Could she trust him? There had been others before him and they’d taught her that desperate men did and said desperate things. They’d bargained their families, their wealth, and all they had, to obtain their freedom. For all the help she’d given, they had left her behind.

Not one had thought her worth saving.

She studied Adam. In her breast, guilt warred with fear. He was in love. Her eyes wandered to the now-closed leather folio. Correction, he was in love with a stunning lady.

Georgina touched a curl and brushed it behind her ear.

He didn’t deserve to be a prisoner in this vile place.

“Your expression is pained.”

Georgina jumped at Mr. Markham’s softly spoken words.

“And you always do that. Flinch as if you’ve been struck.”

That was, of course, because she had been. On more occasions than she could count.

“Mr. Markham…”

“We’ve known each other for what? A month? You keep me company nearly every day. I think we can dispense with formalities.” His lips turned up in a sardonic grin.

“Formalities?”

“My name is Adam,” he clarified.

“Georgina.”

“Georgina,” he teased in an almost seductive murmur.

Her skin warmed at the sound of her name on his lips. It was as though the one word utterance tumbled off his tongue like a lover’s caress. She brushed her foolish longings aside. She’d not survived these many years by being foolish. “I mean, you should call me Georgina.”

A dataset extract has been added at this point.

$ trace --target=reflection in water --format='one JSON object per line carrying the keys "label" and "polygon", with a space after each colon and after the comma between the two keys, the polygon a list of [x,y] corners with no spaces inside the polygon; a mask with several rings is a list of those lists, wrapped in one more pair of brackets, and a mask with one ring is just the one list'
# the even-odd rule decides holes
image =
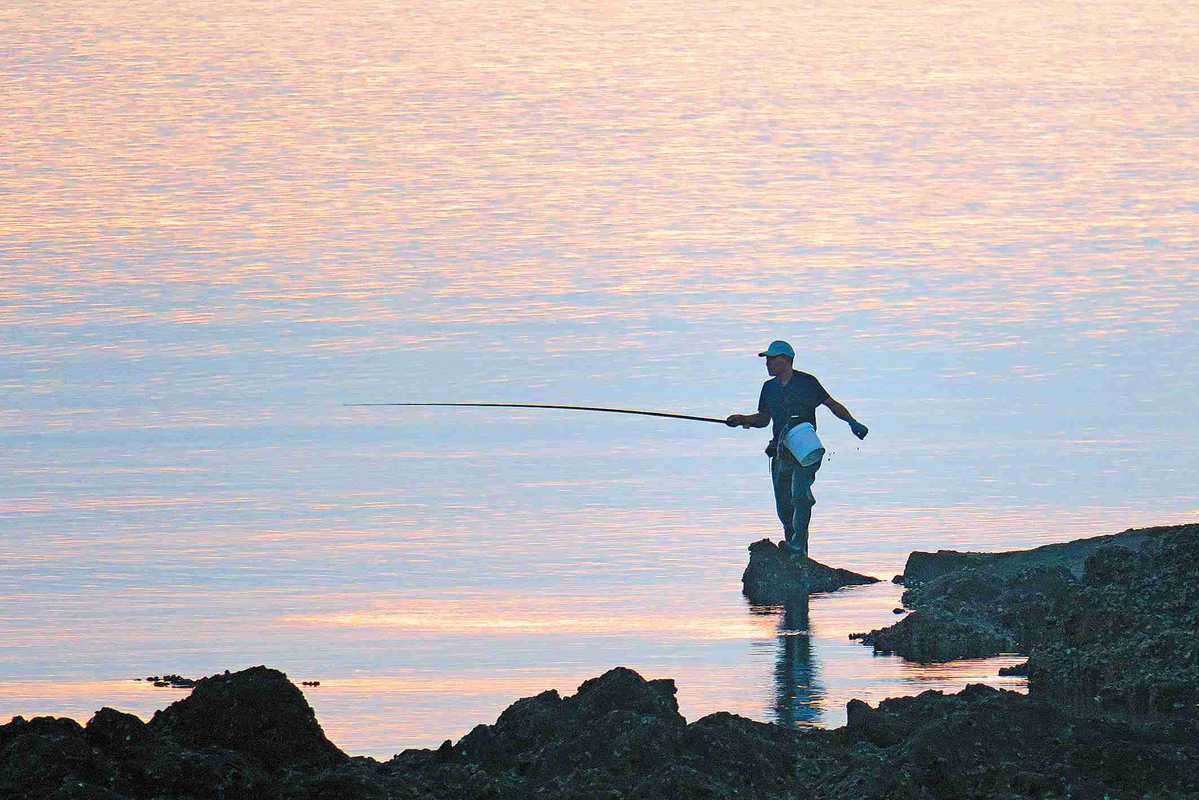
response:
{"label": "reflection in water", "polygon": [[818,682],[807,595],[788,600],[782,609],[751,607],[753,614],[773,615],[779,610],[773,721],[788,728],[815,726],[821,721],[825,691]]}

“Will you tell me about your family?”

She hesitated. His questions were dangerous. Nay, all questions were dangerous. If he discovered the truth… Her eyes wandered to a point beyond his shoulder as she imagined a very different world than the one she’d been born to.

“My mother was a maid. She was beautiful.”

Well, the latter part was true. At least, that’s what her father had told her of the woman who’d died giving birth to her. She often wondered if that was why he hated her. If he blamed her for her mother’s death?

“She would sing to me. I would sit at her feet each night and she’d brush the tangles from my hair.” Oh, how much more beautiful this image was than the horrid truth.

“What of your father?”

She closed her eyes and summoned an idea of the father she’d always dreamed of. “He loved to tell stories. Mother and I would sit beside him and he’d tell great tales.” She paused. It was far harder to craft even false memories for the monster who’d sired her. A ruthless merchant who’d harbored a bitter animosity for everything English, including his own daughter.

“Your tones are very cultured for a maid’s daughter.”